I answered that I had a weird reaction to nitrous oxide as an eight year old child. The dental assistant asked if the experience made me scared of dentists. No, just wary of having nitrous oxide ever again. I kept my explanation brief and polite. I got my filling without incident and without pain.
Here's the full, dramatic tale of how my bad nitrous trip went down at the tender age of eight. Up to that point, my trips to the dentist had been fine and dandy. No cavities, and rewarded with a sugar-free lollipop for my troubles. BUT, at age eight, I had my first cavity. To hear my mother tell it, this cavity was a doozy of dental decay, almost a root canal. Mom shrieked at me most shrilly about my terrible failure to properly care for my teeth. She warned me this filling would be painful and awful. I cried and apologized to my mom. I was such a little people-pleaser, and hated to disappoint people. I worked myself up into an anxious, fearful state on the way to the dentist. My mom and I were both red-faced hot messes upon arrival.

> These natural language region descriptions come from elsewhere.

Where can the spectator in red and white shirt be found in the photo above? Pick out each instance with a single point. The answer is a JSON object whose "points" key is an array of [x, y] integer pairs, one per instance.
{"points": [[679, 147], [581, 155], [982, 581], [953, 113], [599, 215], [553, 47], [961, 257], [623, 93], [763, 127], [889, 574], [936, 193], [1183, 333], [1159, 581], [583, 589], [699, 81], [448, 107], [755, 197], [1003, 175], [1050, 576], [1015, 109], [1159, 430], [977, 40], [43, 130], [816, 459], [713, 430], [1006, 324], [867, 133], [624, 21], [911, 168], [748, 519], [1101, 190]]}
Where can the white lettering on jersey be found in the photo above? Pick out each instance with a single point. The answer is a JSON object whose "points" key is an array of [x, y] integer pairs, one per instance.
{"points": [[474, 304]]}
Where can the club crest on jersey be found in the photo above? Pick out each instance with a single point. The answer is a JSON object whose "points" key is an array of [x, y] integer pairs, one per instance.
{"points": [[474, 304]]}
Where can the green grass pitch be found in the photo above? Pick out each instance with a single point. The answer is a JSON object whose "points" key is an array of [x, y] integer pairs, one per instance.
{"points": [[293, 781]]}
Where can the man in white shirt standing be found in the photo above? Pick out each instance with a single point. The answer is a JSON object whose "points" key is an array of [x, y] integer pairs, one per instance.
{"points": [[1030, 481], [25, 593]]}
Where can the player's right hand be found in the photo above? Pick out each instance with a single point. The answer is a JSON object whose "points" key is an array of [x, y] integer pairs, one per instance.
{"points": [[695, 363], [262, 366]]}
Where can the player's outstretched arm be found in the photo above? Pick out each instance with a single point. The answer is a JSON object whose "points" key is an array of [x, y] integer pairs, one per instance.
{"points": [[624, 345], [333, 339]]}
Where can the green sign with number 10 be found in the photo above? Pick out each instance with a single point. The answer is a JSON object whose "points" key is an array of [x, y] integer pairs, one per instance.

At the dentist, I remember them putting the little mask on my face to give me the laughing gas, then my memory gets really fuzzy, with just scary glimpses. The first glimpse featured the dentist and dental hygienist both imploring me to keep my mouth open. The edges of my field of vision were fuzzy like television static. The next glimpse had the hygienist trying to keep my mouth pried open with her fingers as the dentist hissed at her angrily. The next glimpse showed my mom trying to drag my limp weight to the car. The next glimpse I awoke in the back of our car alone and cold in our closed garage, too exhausted and loopy to get myself out of the car and into the house. I'm told that my dad had to lift me out of the car and carry me up to my room after he got home from work. I slept through the night with no dinner and no bath. I slept through my alarm the next morning and through my parents' attempts to get me up for school. The next afternoon, I finally stumbled myself to the bathroom and vomited bile. That's all I remember.
I did not get another cavity for twenty two years.
I'm not scared of my current dentist. The older male dentist tells silly dad jokes. The younger female dentist and I talk about books and fashion. The hygienists and assistants there are all really nice. They offer hot neck wraps. A massage therapist makes the rounds giving hand massages to patients while we get our teeth checked and cleaned. The lobby is decorated in a bold late 1990s style featuring lots of purple and clashing jewel-tones. Easy-listening music plays out of the speakers. No drama there.
Still, I always refuse the nitrous oxide.